In this series of articles, I'm suggesting that the time has come to help create a "Not-authoritarian, Not-capitalist" system: a Canadian Co-operative Commonweal as part of a Global Commonweal of Local Commonweals.

To do so, we need to have strategies for the five core features of present-day economics:

  • theft ("ownership") of, and from, the commonweal;
  • "ownership" of land and natural resources, and their use for profit;
  • "ownership" of the practices of money-lending and credit-creation for profit;
  • "ownership" of workplaces and knowledge, and their use for profit; and
  • "ownership" of higher-than-average paid-work positions, and their use for profit.

To deal with these core aspects of capitalism, we must, first, return money to its proper use: as a lubricant of human activity, created by and flowing through nationally-owned, democratic, public service banking and financial systems.

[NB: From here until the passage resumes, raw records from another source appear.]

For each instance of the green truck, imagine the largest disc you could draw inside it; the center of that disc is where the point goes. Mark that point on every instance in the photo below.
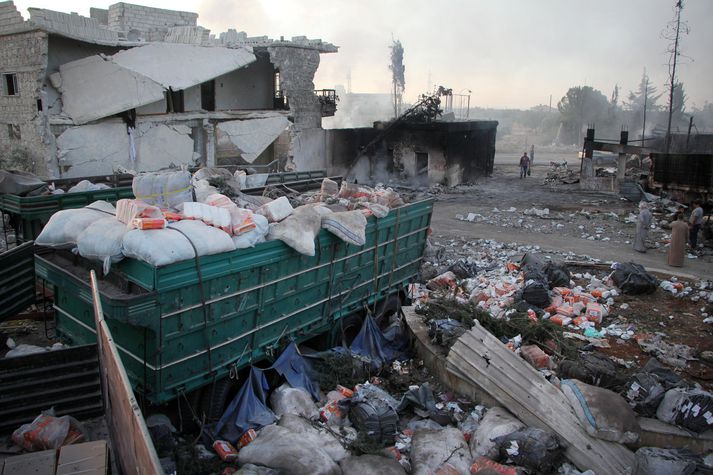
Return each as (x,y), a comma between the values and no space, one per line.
(28,214)
(187,325)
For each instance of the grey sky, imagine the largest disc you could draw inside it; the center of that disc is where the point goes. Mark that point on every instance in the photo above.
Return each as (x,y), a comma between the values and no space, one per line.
(510,53)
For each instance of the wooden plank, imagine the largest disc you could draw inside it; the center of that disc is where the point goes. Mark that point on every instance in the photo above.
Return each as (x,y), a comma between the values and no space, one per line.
(483,360)
(130,436)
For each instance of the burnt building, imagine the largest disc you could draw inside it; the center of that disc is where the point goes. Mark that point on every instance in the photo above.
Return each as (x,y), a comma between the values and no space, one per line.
(437,152)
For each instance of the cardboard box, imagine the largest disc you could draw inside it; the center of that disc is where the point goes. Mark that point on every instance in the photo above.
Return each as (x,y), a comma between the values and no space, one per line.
(34,463)
(89,458)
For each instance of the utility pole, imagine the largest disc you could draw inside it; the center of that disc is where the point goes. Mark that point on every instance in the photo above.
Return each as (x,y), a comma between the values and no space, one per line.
(646,100)
(679,7)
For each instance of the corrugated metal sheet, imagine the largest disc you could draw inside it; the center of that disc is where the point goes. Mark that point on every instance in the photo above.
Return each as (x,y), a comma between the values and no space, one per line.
(694,171)
(17,279)
(66,380)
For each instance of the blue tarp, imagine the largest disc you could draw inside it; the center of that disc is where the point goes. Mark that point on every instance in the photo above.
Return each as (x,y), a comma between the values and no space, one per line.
(296,370)
(247,410)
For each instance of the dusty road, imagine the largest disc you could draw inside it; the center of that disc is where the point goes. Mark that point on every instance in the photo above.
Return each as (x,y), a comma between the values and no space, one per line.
(505,189)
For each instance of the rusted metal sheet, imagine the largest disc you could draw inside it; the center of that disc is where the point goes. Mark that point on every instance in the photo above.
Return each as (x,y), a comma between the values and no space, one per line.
(67,380)
(17,279)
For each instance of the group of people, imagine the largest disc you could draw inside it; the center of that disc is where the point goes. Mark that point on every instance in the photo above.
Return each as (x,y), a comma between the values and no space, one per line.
(683,232)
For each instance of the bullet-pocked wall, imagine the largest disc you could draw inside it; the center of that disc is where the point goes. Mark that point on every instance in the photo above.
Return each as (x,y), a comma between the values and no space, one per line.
(448,153)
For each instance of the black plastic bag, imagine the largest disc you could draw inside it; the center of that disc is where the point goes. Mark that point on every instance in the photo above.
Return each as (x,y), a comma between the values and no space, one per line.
(536,293)
(297,370)
(633,279)
(370,343)
(247,410)
(464,269)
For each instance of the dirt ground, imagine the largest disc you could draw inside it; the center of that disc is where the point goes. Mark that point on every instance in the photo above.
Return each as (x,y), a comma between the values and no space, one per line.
(569,208)
(606,237)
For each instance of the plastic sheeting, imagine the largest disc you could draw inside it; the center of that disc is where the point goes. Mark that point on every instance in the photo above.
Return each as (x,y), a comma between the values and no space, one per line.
(247,410)
(371,343)
(296,370)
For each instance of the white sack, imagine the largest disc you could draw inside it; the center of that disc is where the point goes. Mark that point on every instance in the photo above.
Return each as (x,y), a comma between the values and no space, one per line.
(298,230)
(163,189)
(65,226)
(254,236)
(349,226)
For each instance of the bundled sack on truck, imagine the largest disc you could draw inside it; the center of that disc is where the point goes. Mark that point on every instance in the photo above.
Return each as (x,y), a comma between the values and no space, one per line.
(163,189)
(64,227)
(349,226)
(136,214)
(103,241)
(299,229)
(603,414)
(175,243)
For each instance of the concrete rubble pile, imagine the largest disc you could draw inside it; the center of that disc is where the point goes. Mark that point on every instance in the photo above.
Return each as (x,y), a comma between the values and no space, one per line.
(561,173)
(581,312)
(165,224)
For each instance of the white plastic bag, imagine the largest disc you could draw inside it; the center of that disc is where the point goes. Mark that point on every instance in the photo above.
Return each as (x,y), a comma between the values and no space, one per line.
(349,226)
(254,236)
(276,210)
(160,247)
(65,226)
(103,241)
(163,189)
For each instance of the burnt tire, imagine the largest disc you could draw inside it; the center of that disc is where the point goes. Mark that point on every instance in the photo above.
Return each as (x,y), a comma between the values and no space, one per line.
(385,309)
(188,404)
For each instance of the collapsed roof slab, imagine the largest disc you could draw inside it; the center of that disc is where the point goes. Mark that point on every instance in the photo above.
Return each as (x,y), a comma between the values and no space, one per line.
(180,66)
(93,88)
(100,86)
(249,138)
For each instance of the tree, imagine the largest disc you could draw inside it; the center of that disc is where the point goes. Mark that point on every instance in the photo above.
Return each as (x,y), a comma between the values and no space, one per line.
(673,34)
(581,105)
(678,106)
(398,77)
(642,102)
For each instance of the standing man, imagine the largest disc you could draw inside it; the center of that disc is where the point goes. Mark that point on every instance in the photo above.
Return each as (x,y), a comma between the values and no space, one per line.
(679,236)
(694,224)
(524,165)
(642,227)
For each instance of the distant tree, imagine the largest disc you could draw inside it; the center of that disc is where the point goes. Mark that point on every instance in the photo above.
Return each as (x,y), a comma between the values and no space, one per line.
(641,103)
(678,107)
(581,105)
(673,32)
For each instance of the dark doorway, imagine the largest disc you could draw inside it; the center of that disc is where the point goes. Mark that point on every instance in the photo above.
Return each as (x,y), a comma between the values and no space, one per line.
(208,96)
(421,163)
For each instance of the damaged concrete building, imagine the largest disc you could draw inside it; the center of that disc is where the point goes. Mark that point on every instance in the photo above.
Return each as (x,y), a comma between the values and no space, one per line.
(139,88)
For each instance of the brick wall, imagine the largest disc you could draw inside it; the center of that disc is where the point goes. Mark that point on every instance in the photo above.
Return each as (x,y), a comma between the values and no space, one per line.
(125,17)
(25,55)
(9,16)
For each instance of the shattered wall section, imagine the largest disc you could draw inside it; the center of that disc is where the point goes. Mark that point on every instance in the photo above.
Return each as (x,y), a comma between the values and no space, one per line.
(99,149)
(72,25)
(24,131)
(247,139)
(297,68)
(126,16)
(10,18)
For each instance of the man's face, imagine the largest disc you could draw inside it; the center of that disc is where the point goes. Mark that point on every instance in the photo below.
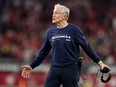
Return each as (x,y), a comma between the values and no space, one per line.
(57,16)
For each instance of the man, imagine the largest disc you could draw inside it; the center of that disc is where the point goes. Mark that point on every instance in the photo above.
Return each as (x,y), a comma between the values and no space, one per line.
(64,39)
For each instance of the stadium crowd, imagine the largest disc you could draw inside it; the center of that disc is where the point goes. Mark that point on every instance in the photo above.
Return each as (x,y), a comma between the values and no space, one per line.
(23,24)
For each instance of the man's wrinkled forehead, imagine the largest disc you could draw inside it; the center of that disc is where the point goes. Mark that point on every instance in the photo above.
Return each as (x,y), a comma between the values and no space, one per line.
(57,9)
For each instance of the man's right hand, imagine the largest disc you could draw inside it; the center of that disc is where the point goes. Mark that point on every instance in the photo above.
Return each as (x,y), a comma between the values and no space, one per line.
(26,71)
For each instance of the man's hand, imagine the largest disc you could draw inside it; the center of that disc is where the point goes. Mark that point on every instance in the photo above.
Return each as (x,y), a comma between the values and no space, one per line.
(26,71)
(102,66)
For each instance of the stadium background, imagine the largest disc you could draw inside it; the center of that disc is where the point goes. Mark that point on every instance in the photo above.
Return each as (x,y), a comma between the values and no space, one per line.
(23,24)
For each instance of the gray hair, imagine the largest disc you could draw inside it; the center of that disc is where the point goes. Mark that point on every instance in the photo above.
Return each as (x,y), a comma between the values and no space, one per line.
(64,9)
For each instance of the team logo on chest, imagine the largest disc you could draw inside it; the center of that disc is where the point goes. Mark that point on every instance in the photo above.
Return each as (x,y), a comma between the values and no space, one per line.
(61,36)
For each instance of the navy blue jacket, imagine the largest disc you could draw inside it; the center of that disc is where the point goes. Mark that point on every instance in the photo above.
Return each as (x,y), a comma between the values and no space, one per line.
(64,44)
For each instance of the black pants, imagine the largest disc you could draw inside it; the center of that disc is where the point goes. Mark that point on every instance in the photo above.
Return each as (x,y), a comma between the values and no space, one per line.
(67,76)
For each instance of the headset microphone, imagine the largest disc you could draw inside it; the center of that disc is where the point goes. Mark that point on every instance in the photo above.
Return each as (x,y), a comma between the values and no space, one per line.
(105,70)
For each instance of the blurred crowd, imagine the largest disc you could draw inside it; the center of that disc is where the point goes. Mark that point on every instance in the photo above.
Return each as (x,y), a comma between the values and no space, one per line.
(23,24)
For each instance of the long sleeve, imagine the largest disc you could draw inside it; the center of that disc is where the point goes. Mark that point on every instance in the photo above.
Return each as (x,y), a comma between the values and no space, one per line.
(42,53)
(86,47)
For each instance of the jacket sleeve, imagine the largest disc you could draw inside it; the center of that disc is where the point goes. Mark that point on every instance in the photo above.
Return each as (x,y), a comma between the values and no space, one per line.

As a result, we can then convert workplaces into appropriate co-operative enterprises, such that each person has respectful co-stewardship of land and knowledge resources; so that everyone receives a fair, guaranteed income and we all embrace proper co-stewardship of the planet as our central life task.

This would be a world, in other words, that is based upon the evolving Co-operative Values and Principles and Definition found in the Statement on the Co-operative Identity from the International Co-operative Alliance, published in the October issue of The Monitor.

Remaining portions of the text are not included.